Condición indispensable al cristiano para hacer fructificar la gracia bautismal y para dejarse guiar por el Espíritu Santo es la humildad que le hace buscar en todo la voluntad de Dios, por encima de toda ganancia personal.

 

<<Las aguas del Jordán cayeron también sobre ti, ¡oh Jesús!, bajo la mirada de las muchedumbres, pero pocos te reconocieron entonces; y este misterio de fe lenta o de indiferencia, que se prolonga a lo largo de los siglos, sigue siendo un motivo de dolor para los que te aman y han recibido la misión de darte a conocer al mundo.

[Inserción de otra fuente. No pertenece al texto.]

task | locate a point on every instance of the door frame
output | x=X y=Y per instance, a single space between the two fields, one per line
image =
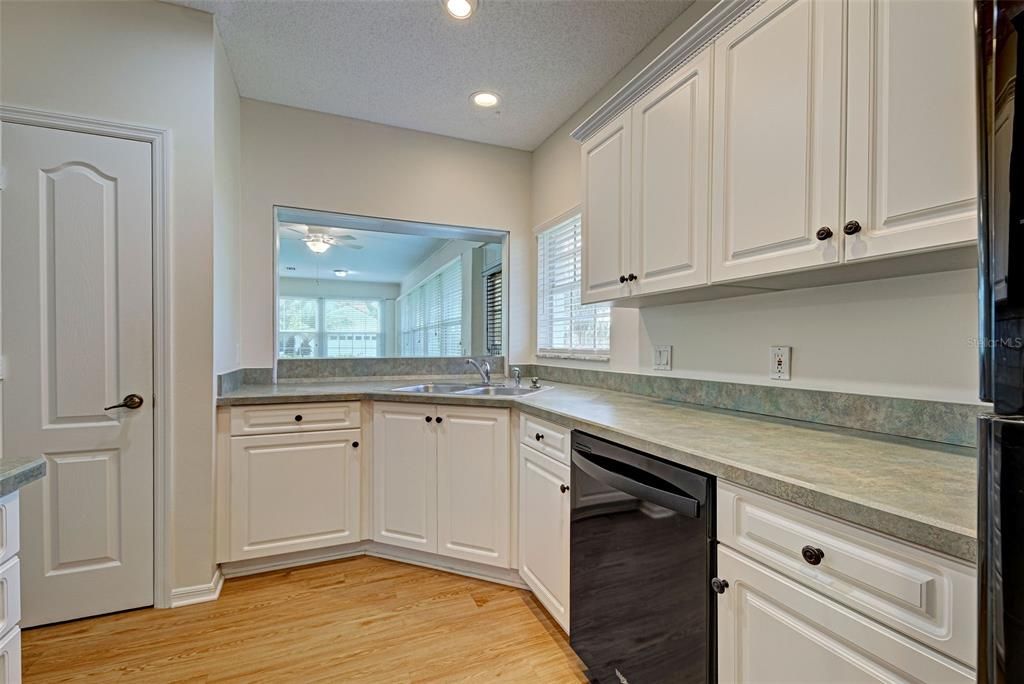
x=160 y=144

Y del mismo modo que tú, Cordero inocente, te presentaste a Juan en actitud de pecador, atráenos a nosotros a las aguas del Jordán. Allí queremos ir para confesar nuestros pecados y purificar nuestras almas. Y como los cielos abiertos anunciaron la voz del Padre que se complacía en ti, ¡oh Jesús!, también nosotros, superada victoriosamente la prueba, podamos, en los albores de tu resurrección, escuchar en la intimidad de nuestro corazón la misma voz del Padre celestial que reconozca en nosotros a sus hijos>>.(JUAN XXIII, Breviario).

<<¡Oh Jesús!, tú santo, inocente, sin mancilla; separado de los pecadores, te adelantas como un culpable pidiendo el bautismo de la remisión de los pecados. ¿Qué misterio es éste?... Juan rehusa con toda energía el administrarte ese bautismo de penitencia... y tú le respondes: «No te opongas ni un solo momento, pues sólo así nos conviene cumplir toda justicia.. Y ¿cuál es esta justicia? Son las humillaciones de tu adorable humanidad que, en reverente pleitesía a la santidad infinita, constituyen la satisfacción plena de todas nuestras deudas para con la justicia divina. Tú, justo e inocente, te pones en lugar de toda la humanidad pecadora... ¡Oh Jesús!, que yo me humille contigo reconociendo mi condición de pecador y que renueve la renuncia al pecado hecha en el bautismo>>.(C. MARMION, Cristo en sus misterios, 9).

NOTA: Desde el lunes después de la Fiesta del Bautismo del Señor hasta el miércoles de Ceniza, síganse las meditaciones del Tiempo -ordinario.